How I rattle! This Flight must be owing to this new Acquaintance or to the Joy of hearing my old one is return’d to this Country; I know which I attribute it to, for I can tell when my Spirits were enliven’d, but you may think as you please if you will believe me to be Dear Sir Your truly affectionate humble Servant

M Stevenson

Can’t you send me one little Letter directed for me at Mr. Coleman’s Margate? where I shall be some days longer.

Addressed: To Dr Franklin / Craven Street / in the Strand / London

[Note numbering follows the Franklin Papers source.]

3BF had been on a continental tour with Sir John Pringle, from which he returned on Aug. 24.

4A reference to BF’s essay on smuggling in 1767, for which see above, XIV 315–19.

5Mrs. Tickell, Polly’s elderly aunt, had taken her to Margate for the bathing; but the two had apparently fallen among Methodists.

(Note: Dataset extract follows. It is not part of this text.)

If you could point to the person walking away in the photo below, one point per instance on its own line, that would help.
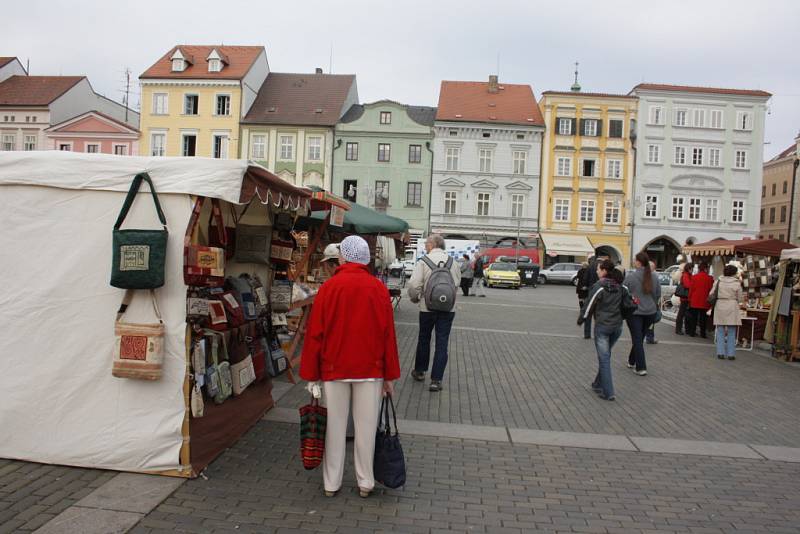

6William Hewson (1739–74) was not only a physician and surgeon but also a distinguished anatomist, physiologist, and writer on and teacher of medicine. He received the Copley Medal in 1769, and was elected to the Royal Society in the spring of the following year; shortly thereafter he and Polly were married. Four years later he died, as a result of a wound incurred during dissection. DNB.